The one-time rate hike falls far short of the increases recommended by the city's consultant, Raymond J. Bartlett, of the Vancouver, Wash.-based firm Economic & Financial Analysis. At a work session last month, Bartlett said water rates might need to go up by 10 percent each fiscal year for the next four years, depending on terms of an eventual water supply agreement with the city of Gearhart, which is developing its own water supply, and the pace of Warrenton's growth and development, now about half a percent per year. As growth increases, the need for rate increases goes down.

In addition, the city is applying for $5 million in federal stimulus funds to build a water tank on Clatsop Plains.

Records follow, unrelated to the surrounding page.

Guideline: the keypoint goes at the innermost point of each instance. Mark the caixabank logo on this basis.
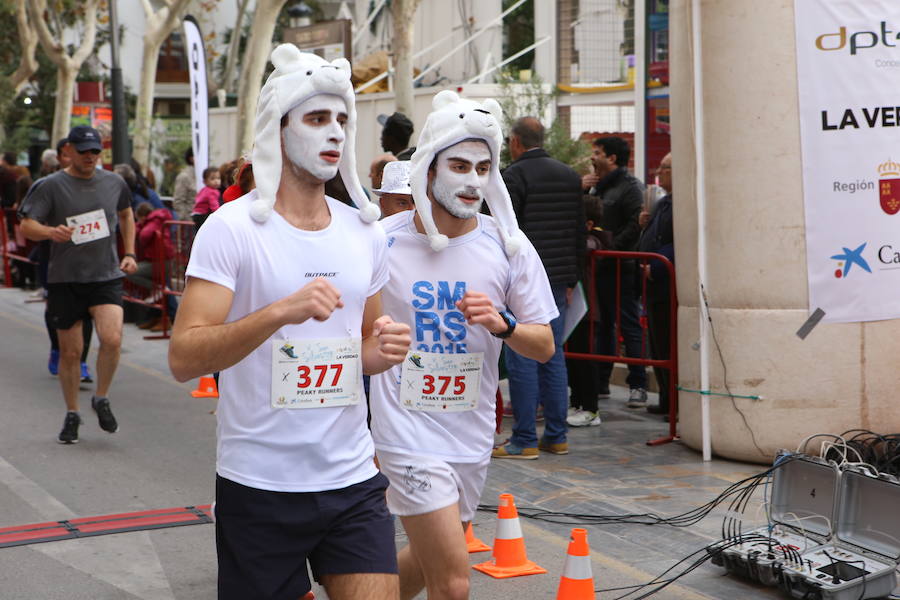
(848, 258)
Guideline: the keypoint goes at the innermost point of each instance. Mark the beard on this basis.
(447, 195)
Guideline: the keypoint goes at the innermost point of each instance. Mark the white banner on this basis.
(848, 69)
(196, 56)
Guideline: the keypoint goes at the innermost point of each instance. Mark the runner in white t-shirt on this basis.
(465, 283)
(283, 298)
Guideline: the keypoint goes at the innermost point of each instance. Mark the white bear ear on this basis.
(444, 98)
(342, 63)
(285, 56)
(494, 108)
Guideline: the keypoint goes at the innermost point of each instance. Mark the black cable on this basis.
(725, 373)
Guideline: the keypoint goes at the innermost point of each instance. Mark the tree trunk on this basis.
(259, 46)
(234, 45)
(403, 14)
(28, 65)
(143, 118)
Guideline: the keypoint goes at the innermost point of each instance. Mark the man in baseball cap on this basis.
(395, 135)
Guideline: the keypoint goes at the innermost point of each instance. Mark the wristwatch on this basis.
(510, 325)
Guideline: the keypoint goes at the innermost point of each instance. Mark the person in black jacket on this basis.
(658, 237)
(546, 196)
(623, 198)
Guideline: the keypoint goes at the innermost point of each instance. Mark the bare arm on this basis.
(531, 340)
(203, 343)
(126, 228)
(38, 232)
(385, 342)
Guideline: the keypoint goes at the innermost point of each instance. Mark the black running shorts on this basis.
(68, 303)
(264, 539)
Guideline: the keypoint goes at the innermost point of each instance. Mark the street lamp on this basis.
(300, 15)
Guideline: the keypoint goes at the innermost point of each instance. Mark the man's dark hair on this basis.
(615, 145)
(529, 131)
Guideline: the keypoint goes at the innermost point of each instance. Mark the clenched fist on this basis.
(393, 339)
(315, 300)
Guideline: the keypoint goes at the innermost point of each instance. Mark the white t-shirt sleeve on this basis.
(215, 254)
(380, 273)
(529, 296)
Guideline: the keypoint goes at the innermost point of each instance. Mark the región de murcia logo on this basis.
(889, 186)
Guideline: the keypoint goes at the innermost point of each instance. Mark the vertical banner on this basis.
(848, 72)
(196, 57)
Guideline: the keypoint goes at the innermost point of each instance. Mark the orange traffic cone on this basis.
(509, 558)
(206, 388)
(473, 544)
(577, 581)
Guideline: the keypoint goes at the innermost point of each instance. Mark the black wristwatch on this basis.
(510, 325)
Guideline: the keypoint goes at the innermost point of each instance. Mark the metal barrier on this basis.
(671, 363)
(16, 249)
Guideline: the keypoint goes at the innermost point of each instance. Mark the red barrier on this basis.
(670, 364)
(16, 249)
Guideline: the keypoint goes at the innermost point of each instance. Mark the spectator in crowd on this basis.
(185, 188)
(77, 210)
(396, 131)
(493, 272)
(583, 374)
(546, 195)
(395, 194)
(151, 222)
(295, 472)
(658, 237)
(376, 169)
(207, 201)
(140, 193)
(49, 162)
(622, 195)
(8, 176)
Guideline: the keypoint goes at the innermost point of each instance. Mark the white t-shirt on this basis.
(289, 450)
(423, 287)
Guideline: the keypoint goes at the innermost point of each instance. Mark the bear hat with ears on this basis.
(297, 77)
(454, 120)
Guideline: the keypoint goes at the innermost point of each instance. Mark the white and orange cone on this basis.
(509, 558)
(473, 544)
(577, 581)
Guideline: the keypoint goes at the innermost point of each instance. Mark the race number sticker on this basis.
(88, 226)
(435, 382)
(315, 373)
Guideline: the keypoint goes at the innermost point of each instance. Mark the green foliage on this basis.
(534, 99)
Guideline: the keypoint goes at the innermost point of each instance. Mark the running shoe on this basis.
(104, 414)
(510, 450)
(584, 418)
(69, 433)
(637, 398)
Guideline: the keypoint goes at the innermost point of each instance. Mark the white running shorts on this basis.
(423, 484)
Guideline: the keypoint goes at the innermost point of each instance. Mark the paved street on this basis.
(163, 456)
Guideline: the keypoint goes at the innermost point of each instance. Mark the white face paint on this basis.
(314, 137)
(461, 174)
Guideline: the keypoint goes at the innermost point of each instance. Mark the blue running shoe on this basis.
(53, 363)
(86, 374)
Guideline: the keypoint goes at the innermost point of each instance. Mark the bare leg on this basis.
(371, 586)
(70, 342)
(437, 554)
(108, 322)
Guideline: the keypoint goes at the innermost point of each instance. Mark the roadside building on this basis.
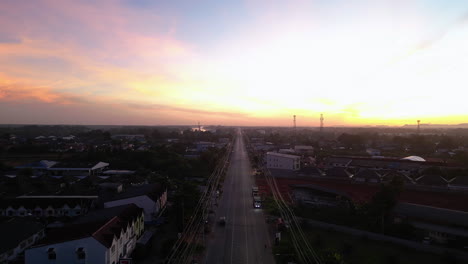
(316, 196)
(440, 225)
(459, 183)
(338, 173)
(16, 235)
(152, 198)
(101, 240)
(46, 206)
(282, 161)
(304, 150)
(367, 176)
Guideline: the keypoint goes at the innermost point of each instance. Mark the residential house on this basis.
(304, 150)
(367, 175)
(318, 196)
(17, 234)
(47, 206)
(338, 173)
(152, 198)
(441, 225)
(102, 240)
(276, 160)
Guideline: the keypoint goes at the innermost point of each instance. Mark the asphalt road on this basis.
(243, 238)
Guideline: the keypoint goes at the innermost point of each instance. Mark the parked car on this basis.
(222, 220)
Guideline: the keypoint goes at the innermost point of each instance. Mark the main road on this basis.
(244, 239)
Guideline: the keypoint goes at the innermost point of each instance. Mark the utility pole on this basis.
(321, 123)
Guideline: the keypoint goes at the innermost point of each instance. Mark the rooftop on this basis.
(153, 191)
(283, 155)
(102, 229)
(15, 230)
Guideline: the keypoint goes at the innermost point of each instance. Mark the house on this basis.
(17, 234)
(459, 183)
(203, 146)
(441, 225)
(47, 206)
(282, 161)
(40, 167)
(304, 150)
(318, 196)
(367, 175)
(152, 198)
(101, 240)
(388, 176)
(311, 171)
(373, 152)
(339, 173)
(337, 162)
(77, 169)
(432, 180)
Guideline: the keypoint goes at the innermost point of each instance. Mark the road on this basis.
(243, 238)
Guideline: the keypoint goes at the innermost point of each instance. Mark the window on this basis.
(80, 253)
(51, 253)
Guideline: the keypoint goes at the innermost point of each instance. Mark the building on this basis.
(150, 197)
(104, 239)
(78, 170)
(17, 234)
(304, 150)
(282, 161)
(318, 196)
(47, 206)
(203, 146)
(368, 176)
(440, 225)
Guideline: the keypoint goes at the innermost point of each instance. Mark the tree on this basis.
(383, 202)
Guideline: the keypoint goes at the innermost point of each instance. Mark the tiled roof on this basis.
(15, 230)
(153, 191)
(102, 229)
(283, 155)
(43, 203)
(363, 192)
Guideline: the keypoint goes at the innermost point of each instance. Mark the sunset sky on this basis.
(251, 62)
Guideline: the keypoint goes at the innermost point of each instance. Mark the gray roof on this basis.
(102, 214)
(153, 191)
(16, 230)
(321, 189)
(433, 214)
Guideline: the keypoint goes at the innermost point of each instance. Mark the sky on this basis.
(244, 62)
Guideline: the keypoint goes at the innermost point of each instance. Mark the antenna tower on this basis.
(321, 123)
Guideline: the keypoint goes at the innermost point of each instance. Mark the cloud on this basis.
(160, 107)
(19, 92)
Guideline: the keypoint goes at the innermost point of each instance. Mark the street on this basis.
(244, 238)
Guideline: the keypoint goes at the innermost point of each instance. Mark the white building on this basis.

If the application is successful, the city won't need to spend as much on capital improvements, which will reduce the pressure on the water fund and the need to raise rates.

Federal stimulus funds might also help the city's police department. At Tuesday's meeting, the Commission gave Chief of Police Matt Workman the green light to apply for a federal COPS 2009 Hiring Recovery Program Grant, that would fund salary and benefits for an additional police officer for three years. Workman said it's a very competitive grant, open to all police departments in the United States, from Warrenton to New York City, so he's not counting on it. "I'm an optimist but also a realist and a pragmatist," Workman said.

In other business, the Commission:

? approved Harbormaster Keith Pinkstaff's request to apply for a $478,000 grant from the Oregon State Marine Board to gravel the parking area at the Hammond Marina and possibly make other improvements, including better lighting and upgrading the boat ramp.

? gave city staff permission to apply for a $42,255 grant from Oregon Parks and Recreation Department Local Government Grant Program to pave the trail from Carruthers Park to Enterprise Street on the levee along the river. The city will also request $25,542 from the Quincy Robinson Fund to pave the Carruthers Park parking lot, which will provide the required 20 percent match required for the OPRD grant.

? allowed city staff to solicit bids for the Southwest Ninth Avenue water line improvement project, estimated to cost $48,000.

? approved a professional services agreement, not to exceed $24,000, with Beaverton-based consulting firm GRI, to perform a geotechnical study of the sites proposed for the city's water tank reservoirs on Clatsop Plains. A scoring system was used to choose GRI from the 30 bids received, which ranged from $4,190 to $33,000. The firm appeared to be the best qualified to perform the study for what Gramson described as a "multi-million dollar project." The study will take three to four weeks to complete, and GRI can start work within a week after the contract is awarded. "Time is of the essence. This is an exciting project," Commissioner Mark Kujala said.

? approved revisions to the city's development code that will allow a Park Host RV Site at Warrenton City Park and Eben Carruthers Park. Such park hosts assist people using the parks and their presence also helps prevent vandalism. Gramson said $22,000 from the Quincy Robinson Trust Fund is available to set up the sites, which should be ready by this summer.

? appointed Commissioner Kujala to serve as the city's delegate to the Columbia River Estuary Study Taskforce (CREST) and Public Works Director Marc Howatt to serve as alternate.